L’evento arriva a meno di 24 ore di distanza dai forti sismi registrati nella stessa area il giorno precedente, segnalando una possibile fase attiva del fenomeno tettonico nel Mediterraneo orientale.
Nessun danno segnalato, ma cresce l’attenzione
Al momento non risultano danni a persone o edifici, né sono stati segnalati disagi significativi alla popolazione. Tuttavia, la profondità dell’evento, pur attenuandone l’impatto in superficie, indica una dinamica sotterranea complessa che merita attenzione.
Le autorità locali e i centri sismologici monitorano costantemente l’area, nota per la sua attività tettonica dovuta alla posizione di Cipro tra la placca africana e quella euroasiatica.

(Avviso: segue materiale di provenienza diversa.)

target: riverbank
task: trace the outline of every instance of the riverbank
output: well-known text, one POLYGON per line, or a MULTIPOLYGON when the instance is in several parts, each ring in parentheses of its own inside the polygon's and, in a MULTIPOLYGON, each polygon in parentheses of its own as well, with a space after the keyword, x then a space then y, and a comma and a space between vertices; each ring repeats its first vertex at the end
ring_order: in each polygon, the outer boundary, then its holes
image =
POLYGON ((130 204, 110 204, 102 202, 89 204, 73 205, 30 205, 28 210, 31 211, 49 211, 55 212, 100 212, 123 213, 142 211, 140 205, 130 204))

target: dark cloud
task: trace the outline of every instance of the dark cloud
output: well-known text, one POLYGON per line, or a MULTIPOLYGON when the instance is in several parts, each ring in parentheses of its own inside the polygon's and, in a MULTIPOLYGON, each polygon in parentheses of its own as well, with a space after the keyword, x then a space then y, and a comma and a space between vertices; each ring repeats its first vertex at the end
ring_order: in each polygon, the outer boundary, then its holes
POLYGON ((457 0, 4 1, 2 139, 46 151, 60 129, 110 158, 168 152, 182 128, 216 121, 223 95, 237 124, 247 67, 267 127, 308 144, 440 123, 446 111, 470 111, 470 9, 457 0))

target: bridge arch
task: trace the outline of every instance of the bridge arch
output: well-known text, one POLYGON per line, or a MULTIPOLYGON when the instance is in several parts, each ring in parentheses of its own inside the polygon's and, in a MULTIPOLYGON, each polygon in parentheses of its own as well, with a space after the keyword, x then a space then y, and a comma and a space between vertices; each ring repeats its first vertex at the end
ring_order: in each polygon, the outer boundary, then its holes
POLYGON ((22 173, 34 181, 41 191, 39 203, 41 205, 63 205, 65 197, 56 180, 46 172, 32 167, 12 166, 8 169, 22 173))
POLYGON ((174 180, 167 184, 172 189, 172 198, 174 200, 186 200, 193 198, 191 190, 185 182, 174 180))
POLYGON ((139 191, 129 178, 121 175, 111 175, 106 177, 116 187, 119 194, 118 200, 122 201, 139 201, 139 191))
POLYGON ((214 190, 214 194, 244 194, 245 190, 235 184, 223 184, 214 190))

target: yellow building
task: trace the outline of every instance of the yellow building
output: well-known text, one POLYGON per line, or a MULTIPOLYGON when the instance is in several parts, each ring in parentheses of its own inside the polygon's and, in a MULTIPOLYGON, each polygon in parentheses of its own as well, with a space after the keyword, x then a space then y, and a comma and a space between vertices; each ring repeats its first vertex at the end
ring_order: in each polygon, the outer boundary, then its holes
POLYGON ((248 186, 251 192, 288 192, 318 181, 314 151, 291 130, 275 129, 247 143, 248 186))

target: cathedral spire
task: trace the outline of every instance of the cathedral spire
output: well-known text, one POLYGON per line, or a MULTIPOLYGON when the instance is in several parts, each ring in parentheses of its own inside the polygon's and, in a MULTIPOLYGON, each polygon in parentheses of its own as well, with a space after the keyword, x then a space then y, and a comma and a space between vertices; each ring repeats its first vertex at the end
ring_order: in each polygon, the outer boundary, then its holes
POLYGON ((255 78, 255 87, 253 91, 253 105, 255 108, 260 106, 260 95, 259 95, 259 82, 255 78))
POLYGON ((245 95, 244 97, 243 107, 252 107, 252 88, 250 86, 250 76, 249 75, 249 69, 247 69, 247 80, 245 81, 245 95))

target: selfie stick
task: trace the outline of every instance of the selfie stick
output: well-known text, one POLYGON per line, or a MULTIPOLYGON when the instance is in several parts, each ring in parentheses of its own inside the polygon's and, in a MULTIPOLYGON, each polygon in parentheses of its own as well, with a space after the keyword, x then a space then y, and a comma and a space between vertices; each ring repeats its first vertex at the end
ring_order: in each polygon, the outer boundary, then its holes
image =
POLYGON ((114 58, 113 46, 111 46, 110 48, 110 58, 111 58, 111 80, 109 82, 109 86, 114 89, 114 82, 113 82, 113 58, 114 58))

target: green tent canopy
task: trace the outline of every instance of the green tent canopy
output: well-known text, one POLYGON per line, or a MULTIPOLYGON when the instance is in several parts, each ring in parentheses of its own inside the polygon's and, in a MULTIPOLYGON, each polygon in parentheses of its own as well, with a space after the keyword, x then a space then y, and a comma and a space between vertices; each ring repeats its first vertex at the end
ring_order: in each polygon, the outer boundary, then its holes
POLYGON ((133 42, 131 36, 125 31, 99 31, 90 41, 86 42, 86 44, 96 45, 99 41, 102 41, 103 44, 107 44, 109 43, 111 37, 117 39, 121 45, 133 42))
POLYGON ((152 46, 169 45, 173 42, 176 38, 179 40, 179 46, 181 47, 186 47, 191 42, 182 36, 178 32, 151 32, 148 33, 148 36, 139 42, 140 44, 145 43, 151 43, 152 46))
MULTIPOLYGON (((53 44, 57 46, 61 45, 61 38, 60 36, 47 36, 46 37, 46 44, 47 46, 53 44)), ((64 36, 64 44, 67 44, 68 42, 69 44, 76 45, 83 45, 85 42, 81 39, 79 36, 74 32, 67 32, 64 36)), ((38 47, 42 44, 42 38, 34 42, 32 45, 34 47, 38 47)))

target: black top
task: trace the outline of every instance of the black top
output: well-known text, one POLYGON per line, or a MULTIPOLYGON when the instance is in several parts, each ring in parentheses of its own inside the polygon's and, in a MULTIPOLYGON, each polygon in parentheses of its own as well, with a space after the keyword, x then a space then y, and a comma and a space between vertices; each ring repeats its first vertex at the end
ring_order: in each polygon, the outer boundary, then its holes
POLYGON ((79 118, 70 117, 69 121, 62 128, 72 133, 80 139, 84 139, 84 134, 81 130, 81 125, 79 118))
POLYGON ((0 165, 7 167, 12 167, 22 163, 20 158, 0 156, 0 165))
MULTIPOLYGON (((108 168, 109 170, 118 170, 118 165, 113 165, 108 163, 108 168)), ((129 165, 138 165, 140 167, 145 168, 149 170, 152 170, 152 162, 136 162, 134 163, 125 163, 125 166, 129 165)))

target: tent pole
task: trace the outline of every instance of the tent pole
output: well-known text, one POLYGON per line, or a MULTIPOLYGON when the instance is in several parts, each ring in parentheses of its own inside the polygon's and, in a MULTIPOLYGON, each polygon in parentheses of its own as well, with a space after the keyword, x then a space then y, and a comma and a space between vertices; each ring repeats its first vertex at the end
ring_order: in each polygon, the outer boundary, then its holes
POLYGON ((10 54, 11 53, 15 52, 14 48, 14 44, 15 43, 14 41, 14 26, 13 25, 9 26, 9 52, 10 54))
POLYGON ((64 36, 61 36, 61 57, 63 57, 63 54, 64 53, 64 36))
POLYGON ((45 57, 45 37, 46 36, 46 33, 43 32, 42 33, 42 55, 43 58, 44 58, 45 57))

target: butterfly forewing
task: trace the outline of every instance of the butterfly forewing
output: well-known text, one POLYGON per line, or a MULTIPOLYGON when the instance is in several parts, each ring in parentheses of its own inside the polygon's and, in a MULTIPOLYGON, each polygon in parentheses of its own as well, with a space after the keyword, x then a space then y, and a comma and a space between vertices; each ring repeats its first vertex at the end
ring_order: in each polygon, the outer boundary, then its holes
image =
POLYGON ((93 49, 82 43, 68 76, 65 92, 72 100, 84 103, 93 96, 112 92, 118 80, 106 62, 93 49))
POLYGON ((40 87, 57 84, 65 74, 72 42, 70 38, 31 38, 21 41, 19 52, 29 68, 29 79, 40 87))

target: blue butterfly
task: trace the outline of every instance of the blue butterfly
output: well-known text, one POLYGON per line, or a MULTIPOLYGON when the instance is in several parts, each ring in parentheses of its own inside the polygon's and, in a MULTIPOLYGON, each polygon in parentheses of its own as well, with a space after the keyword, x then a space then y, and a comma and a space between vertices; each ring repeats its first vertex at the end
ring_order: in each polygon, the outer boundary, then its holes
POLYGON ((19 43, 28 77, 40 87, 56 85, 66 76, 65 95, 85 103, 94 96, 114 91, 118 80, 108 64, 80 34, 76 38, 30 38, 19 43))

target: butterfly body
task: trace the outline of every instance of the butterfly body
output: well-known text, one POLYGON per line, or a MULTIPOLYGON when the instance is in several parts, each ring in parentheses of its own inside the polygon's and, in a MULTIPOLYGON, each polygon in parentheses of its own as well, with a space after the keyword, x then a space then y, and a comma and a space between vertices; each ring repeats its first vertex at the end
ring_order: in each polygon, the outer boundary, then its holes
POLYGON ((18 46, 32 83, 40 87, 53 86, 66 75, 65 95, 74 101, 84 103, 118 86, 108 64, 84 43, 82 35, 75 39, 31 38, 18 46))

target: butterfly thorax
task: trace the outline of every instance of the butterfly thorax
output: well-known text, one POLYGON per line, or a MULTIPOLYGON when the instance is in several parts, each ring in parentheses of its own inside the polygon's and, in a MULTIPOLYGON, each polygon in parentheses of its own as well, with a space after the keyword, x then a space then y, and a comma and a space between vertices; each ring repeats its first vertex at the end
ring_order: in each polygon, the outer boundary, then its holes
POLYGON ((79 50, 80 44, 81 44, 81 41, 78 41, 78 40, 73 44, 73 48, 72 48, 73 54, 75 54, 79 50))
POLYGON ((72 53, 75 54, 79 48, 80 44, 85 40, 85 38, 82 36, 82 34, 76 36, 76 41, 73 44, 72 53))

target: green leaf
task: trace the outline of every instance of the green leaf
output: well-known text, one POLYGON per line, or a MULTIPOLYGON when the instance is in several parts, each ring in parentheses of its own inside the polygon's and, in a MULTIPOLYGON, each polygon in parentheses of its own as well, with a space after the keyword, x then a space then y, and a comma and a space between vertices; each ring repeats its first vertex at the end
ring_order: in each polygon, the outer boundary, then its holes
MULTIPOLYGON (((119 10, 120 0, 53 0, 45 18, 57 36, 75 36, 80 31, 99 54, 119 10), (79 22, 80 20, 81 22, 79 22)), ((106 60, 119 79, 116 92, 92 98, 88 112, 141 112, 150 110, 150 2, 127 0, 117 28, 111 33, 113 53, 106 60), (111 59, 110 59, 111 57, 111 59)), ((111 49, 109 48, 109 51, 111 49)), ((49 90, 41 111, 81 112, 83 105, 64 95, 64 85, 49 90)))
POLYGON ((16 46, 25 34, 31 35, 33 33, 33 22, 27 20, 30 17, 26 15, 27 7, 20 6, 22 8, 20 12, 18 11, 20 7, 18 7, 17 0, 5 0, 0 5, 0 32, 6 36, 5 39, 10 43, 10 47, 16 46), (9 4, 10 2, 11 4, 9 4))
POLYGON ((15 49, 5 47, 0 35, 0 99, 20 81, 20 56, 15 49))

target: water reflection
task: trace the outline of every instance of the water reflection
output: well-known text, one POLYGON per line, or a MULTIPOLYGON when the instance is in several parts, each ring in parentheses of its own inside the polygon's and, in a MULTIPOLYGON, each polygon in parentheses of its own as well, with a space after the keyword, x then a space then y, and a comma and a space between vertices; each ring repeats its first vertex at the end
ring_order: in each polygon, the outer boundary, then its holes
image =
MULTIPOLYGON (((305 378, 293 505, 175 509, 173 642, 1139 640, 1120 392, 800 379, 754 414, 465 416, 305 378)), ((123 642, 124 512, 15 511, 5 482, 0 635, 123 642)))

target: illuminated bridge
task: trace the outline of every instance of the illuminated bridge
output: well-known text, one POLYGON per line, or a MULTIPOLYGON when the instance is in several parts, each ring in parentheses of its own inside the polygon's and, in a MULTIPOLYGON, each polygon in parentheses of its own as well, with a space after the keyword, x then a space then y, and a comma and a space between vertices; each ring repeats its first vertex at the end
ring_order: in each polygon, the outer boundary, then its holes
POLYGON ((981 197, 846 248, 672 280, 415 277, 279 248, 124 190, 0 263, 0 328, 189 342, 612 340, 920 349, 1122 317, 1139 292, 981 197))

Sciame sismico in evoluzione: cosa aspettarsi
L’area del Mediterraneo orientale è storicamente soggetta a scosse di entità variabile, ma la successione ravvicinata di eventi può indicare un’evoluzione dello sciame sismico.
Intanto, mentre gli esperti analizzano i dati, la popolazione viene invitata a restare informata, pur mantenendo la calma, seguendo gli aggiornamenti ufficiali e le indicazioni di protezione civile.
Cipro resta sotto osservazione, in una fase in cui la terra continua a dare segnali da non sottovalutare.